Understanding the tilde in Scala's parser combinators

Jano picture Jano · Jul 25, 2011 · Viewed 10.6k times · Source

I'm fairly new to Scala and while reading about parser combinators(The Magic Behind Parser Combinators, Domain-Specific Languages in Scala) I came across method definitions like this:

def classPrefix = "class" ~ ID ~ "(" ~ formals ~ ")"

I've been reading throught the API doc of scala.util.parsing.Parsers which defines a method named (tilde) but I still dont't really understand its usage in the example above. In that example (tilde) is a method which is called on java.lang.String which doesn't have that method and causes the compiler to fail. I know that (tilde) is defined as

case class ~ [+a, +b] (_1: a, _2: b)

but how does this help in the example above?

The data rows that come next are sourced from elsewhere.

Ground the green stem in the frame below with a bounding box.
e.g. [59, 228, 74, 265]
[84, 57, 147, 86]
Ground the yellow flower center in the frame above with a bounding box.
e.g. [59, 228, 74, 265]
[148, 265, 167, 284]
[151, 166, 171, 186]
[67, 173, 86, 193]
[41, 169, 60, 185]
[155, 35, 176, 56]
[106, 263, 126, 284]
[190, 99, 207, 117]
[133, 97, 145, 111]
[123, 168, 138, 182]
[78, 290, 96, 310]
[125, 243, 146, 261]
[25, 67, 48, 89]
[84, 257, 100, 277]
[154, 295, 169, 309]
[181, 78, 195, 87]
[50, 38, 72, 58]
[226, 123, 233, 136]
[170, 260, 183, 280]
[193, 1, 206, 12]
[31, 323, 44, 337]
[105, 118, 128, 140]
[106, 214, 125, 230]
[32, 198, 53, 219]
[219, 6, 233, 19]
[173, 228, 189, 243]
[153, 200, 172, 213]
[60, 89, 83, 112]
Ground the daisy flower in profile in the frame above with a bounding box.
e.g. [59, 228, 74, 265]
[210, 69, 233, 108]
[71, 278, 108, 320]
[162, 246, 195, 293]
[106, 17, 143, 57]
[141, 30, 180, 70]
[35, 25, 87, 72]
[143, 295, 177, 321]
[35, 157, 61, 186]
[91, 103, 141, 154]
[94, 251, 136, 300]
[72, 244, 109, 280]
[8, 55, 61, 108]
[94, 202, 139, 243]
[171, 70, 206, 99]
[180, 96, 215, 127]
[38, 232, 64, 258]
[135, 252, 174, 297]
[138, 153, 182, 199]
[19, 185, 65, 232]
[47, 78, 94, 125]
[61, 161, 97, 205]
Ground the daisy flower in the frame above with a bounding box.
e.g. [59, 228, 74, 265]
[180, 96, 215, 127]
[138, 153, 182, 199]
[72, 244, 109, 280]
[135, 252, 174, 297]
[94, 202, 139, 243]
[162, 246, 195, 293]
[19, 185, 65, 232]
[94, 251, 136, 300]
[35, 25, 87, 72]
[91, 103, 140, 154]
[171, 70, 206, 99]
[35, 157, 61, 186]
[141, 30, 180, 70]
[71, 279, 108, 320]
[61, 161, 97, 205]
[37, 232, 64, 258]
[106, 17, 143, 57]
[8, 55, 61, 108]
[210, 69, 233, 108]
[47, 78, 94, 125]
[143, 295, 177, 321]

I'd be happy if someone could give me a hint to understand what's going on here. Thank you very much in advance!

Jan

Answer

Rex Kerr picture Rex Kerr · Jul 25, 2011

The structure here is a little bit tricky. First, notice that you always define these things inside a subclass of some parser, e.g. class MyParser extends RegexParsers. Now, you may note two implicit definitions inside RegexParsers:

implicit def literal (s: String): Parser[String]
implicit def regex (r: Regex): Parser[String]

What these will do is take any string or regex and convert them into a parser that matches that string or that regex as a token. They're implicit, so they'll be applied any time they're needed (e.g. if you call a method on Parser[String] that String (or Regex) does not have).

But what is this Parser thing? It's an inner class defined inside Parsers, the supertrait for RegexParser:

class Parser [+T] extends (Input) ⇒ ParseResult[T]

Looks like it's a function that takes input and maps it to a result. Well, that makes sense! And you can see the documentation for it here.

Now we can just look up the ~ method:

def ~ [U] (q: ⇒ Parser[U]): Parser[~[T, U]]
  A parser combinator for sequential composition
  p ~ q' succeeds if p' succeeds and q' succeeds on the input left over by p'.

So, if we see something like

def seaFacts = "fish" ~ "swim"

what happens is, first, "fish" does not have the ~ method, so it's implicitly converted to Parser[String] which does. The ~ method then wants an argument of type Parser[U], and so we implicitly convert "swim" into Parser[String] (i.e. U == String). Now we have something that will match an input "fish", and whatever is left in the input should match "swim", and if both are the case, then seaFacts will succeed in its match.